Rok Biček immerge completamente la sua prima opera in un acquario sociale costruito nell’essenzialità di un liceo. Niente esterni né sguardi alle case dei ragazzi, né scene in strada, ma un racconto essenziale concentrato tra le mura scolastiche, dove a farla da padrone è il conflitto tra gli studenti e lo scomodo supplente. “Limitando la scena ho evitato di dire troppo su altre cose. Abbiamo scelto di concentrarci sul conflitto generazionale che si svolge nella classe come fosse una specie di ring”. È stata la spiegazione del regista e sceneggiatore sulle decisioni d’ambientazione nel corso della presentazione italiana a Roma. “I due pugili combattono sul ring, ma fuori dalla scuola non c’è lo stesso conflitto. Mi piace raccontare la storia in modo da non dare tutte le informazioni così lo spettatore, guardando in maniera attiva, si costruisce dei suoi mondi immaginari a riguardo. Ho voluto lasciare fuori dal film quello che accade fuori dalla scuola, isolandola. Infatti nelle inquadrature che riprendono anche le finestre arriva sempre e solo una luce abbagliante dall’esterno”.
Il senso claustrofobico che viene fuori stringe una narrazione estremamente razionale e quasi teatrale. Gli studenti montano in risentimento tutto il dolore e l’impotenza del poi. La perdita di senno sfocerà in accuse fuori luogo di nazismo e manifestazioni di dissenso contro Zupan, fino a sconvolgere tutto il corpo docente. Gli eventi raccontati da Biček sono una summa di episodi da lui stesso vissuti a scuola – e la location è proprio la stessa dove ha studiato il regista – rifiniti in una sceneggiatura implacabile che parte in sordina, ma si sviluppa in un crescendo drammatico trascinante, a dispetto di un ritmo del montaggio cadenzato ma tesissimo, che superficialmente potrebbe essere interpretato con un solito “lento”.
La lezione di questo esordiente ventinovenne, densa come l’esperienza di un autore maturo, sboccia in caso sociologico intorno alla bomba scolastica ordita dal branco e innescata dal suicidio iniziale. Igor Samobor indossa il ruolo del suo Zupan in maniera eccelsa.
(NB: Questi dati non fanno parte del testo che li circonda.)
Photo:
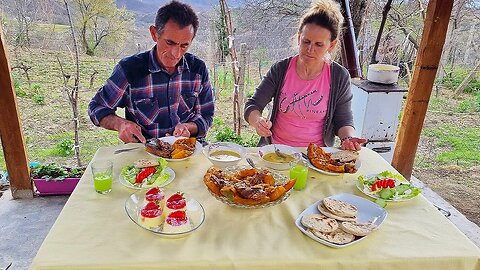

A metà tra genio dell’insegnamento e sadico adulto percorre le scosse dei ragazzi (veri studenti esordienti ottimamente diretti) in una storia che evita retoriche blande rinforzandosi invece tra riflessioni dure e uno stile registico ordinato come un taglio chirurgico. Pur nella sua estraneità, Class Enemy è pasoliniano per la forza dei temi e i linguaggi densi di realismo utilizzati. Ma anche per l’affiancamento di un grande attore a un gruppo di giovani talentuosi e di primo pelo. L’esordio distribuito da Tucker Film non sarà campione d’incassi con le sue 25 copie italiane, ma esempio lucidissimo di piccolo grande cinema.